髪を一通り鋤き終わり、レイが服を着替える間に適当に珈琲をいれる。短く礼を言いながら珈琲を受けとる頃には、すっかりレイは覚醒していた。
「ユウ、おはよう」
「あぁ」
優雅に長い足を組み、カップを口に運ぶ姿は、それだけで何処か芸術的で絵になる。まるでどこぞの貴族のようだ。
「レイ!おはよう!」
「あぁ、おはよう。リナリー」
「あっもう起きてたの。今日は絶対私の方が早いと思ったんだけどなー」
リナリーは残念そうに頬を膨らませる。実は、誰が朝一でレイの世話をするのか、というのは争奪戦のようになっている。…まぁ、寝起きのふにゃふにゃなレイを見られる機会は中々無いので、この二人だけでなく教団関係者皆が狙っていたりするのだが、如何せん付き合いが最も長く、かつ強いこの二人が主に争っているのである。

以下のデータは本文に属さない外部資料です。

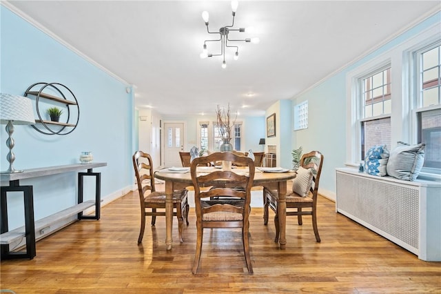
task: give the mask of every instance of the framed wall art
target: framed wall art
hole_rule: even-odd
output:
[[[276,136],[276,113],[267,117],[267,137]]]

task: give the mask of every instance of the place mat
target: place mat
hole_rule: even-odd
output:
[[[257,169],[263,173],[287,173],[289,171],[288,168],[283,168],[280,167],[275,167],[275,168],[259,167],[259,168],[257,168]]]
[[[185,173],[190,171],[190,168],[175,168],[172,166],[171,168],[165,168],[158,170],[158,173]]]

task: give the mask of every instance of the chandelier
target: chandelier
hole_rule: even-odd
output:
[[[245,42],[245,43],[258,43],[260,40],[259,38],[251,38],[251,39],[232,39],[229,38],[229,34],[232,31],[238,31],[239,32],[251,32],[252,30],[252,28],[233,28],[234,26],[234,17],[236,17],[236,11],[237,10],[238,6],[237,0],[232,1],[232,10],[233,15],[233,21],[231,26],[225,26],[219,29],[218,32],[210,32],[208,28],[208,12],[204,11],[202,12],[202,18],[205,22],[205,26],[207,26],[207,32],[209,34],[218,34],[219,39],[212,39],[212,40],[205,40],[204,41],[204,46],[203,50],[202,53],[201,53],[201,58],[204,59],[207,57],[212,57],[214,56],[222,56],[223,57],[223,61],[222,62],[222,68],[225,68],[227,67],[227,63],[225,63],[225,50],[227,48],[231,48],[236,50],[236,52],[234,55],[234,60],[237,60],[239,58],[239,47],[237,46],[232,45],[232,42]],[[220,45],[220,53],[219,54],[210,54],[208,53],[208,50],[207,49],[207,43],[208,42],[219,42]]]

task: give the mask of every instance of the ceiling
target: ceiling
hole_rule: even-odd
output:
[[[136,87],[135,104],[163,115],[264,115],[441,8],[439,1],[243,1],[235,27],[258,37],[240,58],[202,59],[209,28],[231,24],[227,1],[9,1],[59,39]],[[232,35],[234,33],[234,35]],[[209,51],[218,51],[212,45]],[[213,52],[216,53],[216,52]]]

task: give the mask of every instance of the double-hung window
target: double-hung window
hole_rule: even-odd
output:
[[[413,54],[416,136],[426,144],[422,172],[441,174],[441,41]]]
[[[227,130],[220,130],[216,121],[200,121],[198,122],[198,142],[199,150],[218,151],[223,144],[224,137]],[[243,126],[242,121],[236,121],[232,128],[230,143],[236,150],[240,150],[243,144]]]
[[[360,157],[375,145],[391,146],[391,66],[358,79]]]

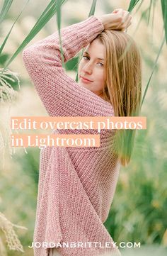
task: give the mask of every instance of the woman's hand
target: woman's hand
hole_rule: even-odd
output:
[[[102,22],[104,29],[125,30],[131,24],[132,16],[129,11],[119,9],[112,13],[98,17]]]

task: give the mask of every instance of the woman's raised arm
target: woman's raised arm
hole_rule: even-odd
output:
[[[119,13],[115,14],[115,17],[119,18],[120,16]],[[112,22],[109,16],[107,18],[107,21],[104,19],[105,24],[108,23],[108,21]],[[65,62],[103,30],[102,22],[100,18],[93,16],[62,29]],[[117,22],[120,23],[120,21],[118,19]],[[113,115],[113,109],[108,102],[81,87],[65,74],[62,65],[58,31],[28,47],[23,52],[23,59],[50,116]]]

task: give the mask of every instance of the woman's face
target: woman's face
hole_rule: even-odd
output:
[[[79,67],[79,84],[103,98],[105,47],[96,38],[86,48]]]

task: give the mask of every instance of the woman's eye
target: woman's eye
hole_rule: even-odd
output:
[[[101,62],[98,62],[98,65],[100,67],[103,67],[103,64],[101,63]]]

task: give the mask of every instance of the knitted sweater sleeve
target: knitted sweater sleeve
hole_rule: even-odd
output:
[[[103,28],[102,23],[92,16],[62,29],[64,62],[74,57]],[[50,116],[105,116],[109,103],[65,74],[62,65],[58,32],[25,48],[23,59]]]

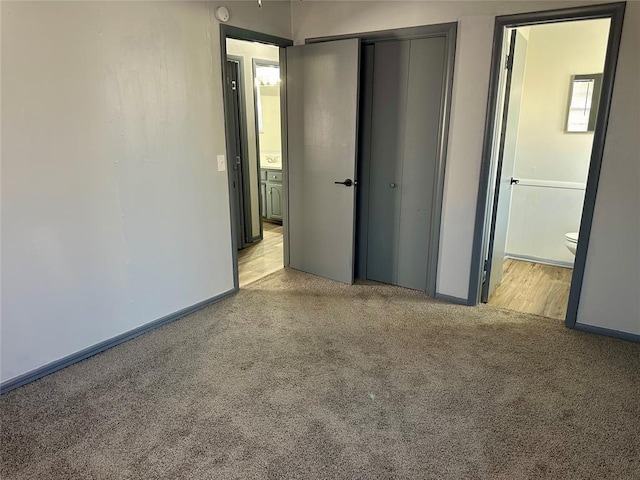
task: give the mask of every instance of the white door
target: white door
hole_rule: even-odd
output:
[[[357,39],[287,47],[289,266],[349,284],[359,72]]]
[[[502,282],[503,263],[507,247],[509,230],[509,212],[511,210],[511,190],[516,162],[518,127],[520,123],[520,105],[524,71],[527,60],[527,40],[517,30],[511,34],[509,48],[510,68],[507,74],[507,90],[503,110],[502,137],[498,153],[498,177],[496,180],[495,205],[493,211],[494,227],[489,242],[487,280],[482,291],[482,300],[488,301]],[[514,180],[515,181],[515,180]]]

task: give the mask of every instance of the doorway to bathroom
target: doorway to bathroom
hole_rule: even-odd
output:
[[[222,30],[234,272],[241,288],[284,266],[280,47],[291,42]]]
[[[501,30],[479,288],[485,303],[568,324],[577,313],[619,38],[615,8],[579,10],[516,18]]]

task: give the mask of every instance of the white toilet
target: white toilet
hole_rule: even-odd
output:
[[[578,232],[569,232],[564,234],[564,244],[571,253],[576,254],[578,248]]]

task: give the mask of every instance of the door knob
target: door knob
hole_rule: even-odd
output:
[[[356,182],[354,182],[350,178],[347,178],[344,182],[333,182],[333,183],[336,183],[338,185],[344,185],[345,187],[350,187],[351,185],[356,185]]]

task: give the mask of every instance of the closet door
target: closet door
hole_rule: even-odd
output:
[[[367,278],[427,290],[444,37],[375,45]],[[438,212],[439,213],[439,212]]]
[[[411,40],[402,162],[397,285],[427,289],[445,39]]]
[[[409,41],[375,45],[367,278],[397,283]]]

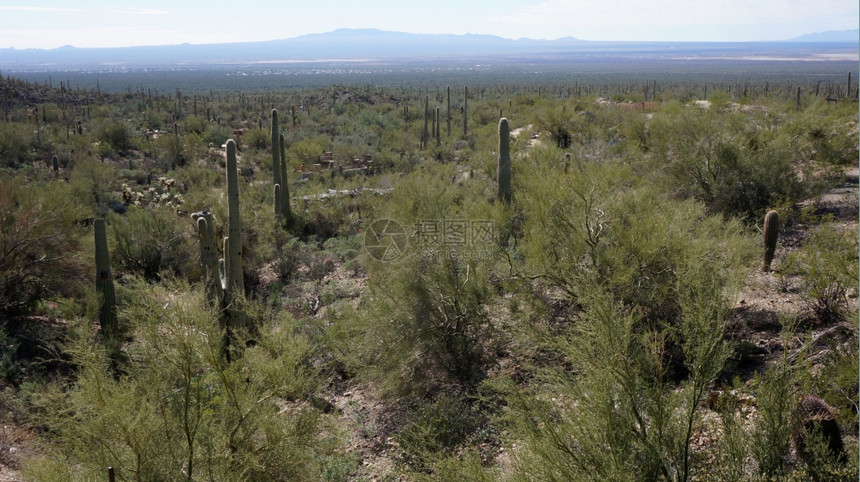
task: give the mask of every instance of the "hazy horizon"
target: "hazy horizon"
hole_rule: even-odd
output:
[[[101,2],[74,6],[36,0],[0,6],[0,48],[53,49],[254,42],[342,28],[415,34],[486,34],[508,39],[589,41],[782,41],[853,30],[860,8],[846,0],[437,0],[405,5],[394,0],[342,4],[319,0],[269,5],[226,2]]]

「レイ。リーバー班長がね、探索部隊用の新しい武器について話聞きたいって。朝食後でも良いらしいんだけどどうする?」
「わかった。今行く。ユウは先に朝食にしていろ」
「……チッ」
三人は仲良く連れだって部屋を後にする。そんな微笑ましい、何でもない日常の朝である。